Holedox's body, whose length is L, can be represented block by block. And let B1(r1,c1) B2(r2,c2) .. BL(rL,cL) denote its L length body, where Bi is adjacent to Bi+1 in the lair for 1 <= i <=L-1, and B1 is its head, BL is its tail.

To move in the lair, Holedox chooses an adjacent vacant square of its head, which is neither a stone nor occupied by its body. Then it moves the head into the vacant square, and at the same time, each other block of its body is moved into the square occupied by the corresponding previous block.

For example, in the Figure 2, at the beginning the body of Holedox can be represented as B1(4,1) B2(4,2) B3(3,2)B4(3,1). During the next step, observing that B1'(5,1) is the only square that the head can be moved into, Holedox moves its head into B1'(5,1), then moves B2 into B1, B3 into B2, and B4 into B3. Thus after one step, the body of Holedox locates in B1(5,1)B2(4,1)B3(4,2) B4(3,2) (see the Figure 3).

Given the map of the lair and the original location of each block of Holedox's body, your task is to write a program to tell the minimal number of steps that Holedox has to take to move its head to reach the square of exit (1,1).

Input

The input consists of several test cases.
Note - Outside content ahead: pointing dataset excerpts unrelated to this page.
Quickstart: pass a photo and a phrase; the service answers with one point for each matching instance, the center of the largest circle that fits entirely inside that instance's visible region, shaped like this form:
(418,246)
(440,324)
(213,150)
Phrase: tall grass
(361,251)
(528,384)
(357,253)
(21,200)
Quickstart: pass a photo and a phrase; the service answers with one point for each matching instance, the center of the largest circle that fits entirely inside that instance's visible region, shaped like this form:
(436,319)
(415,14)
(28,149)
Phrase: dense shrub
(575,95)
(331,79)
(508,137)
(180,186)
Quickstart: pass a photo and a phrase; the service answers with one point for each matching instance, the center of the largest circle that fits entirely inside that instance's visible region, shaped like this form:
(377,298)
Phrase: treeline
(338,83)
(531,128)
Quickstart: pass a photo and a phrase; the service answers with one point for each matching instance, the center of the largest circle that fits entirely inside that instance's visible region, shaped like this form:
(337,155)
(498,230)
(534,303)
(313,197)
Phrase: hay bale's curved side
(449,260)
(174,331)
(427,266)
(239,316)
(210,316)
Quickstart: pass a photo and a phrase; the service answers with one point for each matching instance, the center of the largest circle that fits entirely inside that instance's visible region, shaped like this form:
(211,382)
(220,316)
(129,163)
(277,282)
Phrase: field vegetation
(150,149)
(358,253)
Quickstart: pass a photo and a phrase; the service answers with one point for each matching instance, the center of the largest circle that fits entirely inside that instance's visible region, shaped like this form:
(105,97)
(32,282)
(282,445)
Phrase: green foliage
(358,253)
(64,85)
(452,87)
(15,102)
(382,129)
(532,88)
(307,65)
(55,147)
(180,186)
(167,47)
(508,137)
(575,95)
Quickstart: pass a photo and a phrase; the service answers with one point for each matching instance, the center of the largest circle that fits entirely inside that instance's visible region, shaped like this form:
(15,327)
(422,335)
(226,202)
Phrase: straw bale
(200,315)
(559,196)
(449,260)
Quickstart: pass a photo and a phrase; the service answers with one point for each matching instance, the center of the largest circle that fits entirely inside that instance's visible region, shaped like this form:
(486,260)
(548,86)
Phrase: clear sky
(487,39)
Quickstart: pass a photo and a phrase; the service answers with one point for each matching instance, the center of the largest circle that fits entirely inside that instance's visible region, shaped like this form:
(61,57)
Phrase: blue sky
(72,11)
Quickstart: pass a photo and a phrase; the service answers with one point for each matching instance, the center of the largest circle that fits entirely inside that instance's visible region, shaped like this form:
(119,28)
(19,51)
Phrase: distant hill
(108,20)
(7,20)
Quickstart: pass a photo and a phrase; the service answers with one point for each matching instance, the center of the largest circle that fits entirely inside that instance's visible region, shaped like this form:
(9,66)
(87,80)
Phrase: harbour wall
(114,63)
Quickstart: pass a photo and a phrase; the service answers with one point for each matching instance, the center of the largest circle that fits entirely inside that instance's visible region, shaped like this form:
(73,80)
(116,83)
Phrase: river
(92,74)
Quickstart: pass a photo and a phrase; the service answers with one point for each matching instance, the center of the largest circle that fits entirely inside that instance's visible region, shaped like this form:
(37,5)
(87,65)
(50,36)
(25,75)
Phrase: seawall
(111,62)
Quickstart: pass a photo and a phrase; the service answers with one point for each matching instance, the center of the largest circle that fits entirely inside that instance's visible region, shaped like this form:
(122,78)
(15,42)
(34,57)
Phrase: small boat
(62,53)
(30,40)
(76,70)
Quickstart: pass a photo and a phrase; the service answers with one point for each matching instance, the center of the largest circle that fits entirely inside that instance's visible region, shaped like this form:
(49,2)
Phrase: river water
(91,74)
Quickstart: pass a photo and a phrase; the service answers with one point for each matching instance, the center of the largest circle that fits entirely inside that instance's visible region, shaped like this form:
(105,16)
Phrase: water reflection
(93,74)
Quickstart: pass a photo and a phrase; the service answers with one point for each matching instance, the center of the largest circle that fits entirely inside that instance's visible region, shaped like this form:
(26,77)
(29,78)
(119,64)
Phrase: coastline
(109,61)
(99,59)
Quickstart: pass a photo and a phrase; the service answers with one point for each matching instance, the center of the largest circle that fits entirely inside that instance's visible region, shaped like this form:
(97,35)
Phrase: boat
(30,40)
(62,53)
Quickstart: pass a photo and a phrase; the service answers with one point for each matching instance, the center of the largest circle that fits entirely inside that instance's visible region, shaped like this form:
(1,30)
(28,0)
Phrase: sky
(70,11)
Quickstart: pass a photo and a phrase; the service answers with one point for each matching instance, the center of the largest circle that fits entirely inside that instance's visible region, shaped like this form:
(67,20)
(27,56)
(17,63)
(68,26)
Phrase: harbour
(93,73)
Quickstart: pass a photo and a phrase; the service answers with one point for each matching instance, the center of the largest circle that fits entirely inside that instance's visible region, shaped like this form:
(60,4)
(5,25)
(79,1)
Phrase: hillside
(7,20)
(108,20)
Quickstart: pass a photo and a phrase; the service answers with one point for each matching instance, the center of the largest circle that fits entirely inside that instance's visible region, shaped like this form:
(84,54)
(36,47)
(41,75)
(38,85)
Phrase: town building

The first line of each case contains three integers n, m (1<=n, m<=20) and L (2<=L<=8), representing the number of rows in the lair, the number of columns in the lair and the body length of Holedox, respectively. The next L lines contain a pair of row and column number each, indicating the original position of each block of Holedox's body, from B1(r1,c1) to BL(rL,cL) orderly, where 1<=ri<=n, and 1<=ci<=m,1<=i<=L. The next line contains an integer K, representing the number of squares of stones in the lair. The following K lines contain a pair of row and column number each, indicating the location of each square of stone. Then a blank line follows to separate the cases.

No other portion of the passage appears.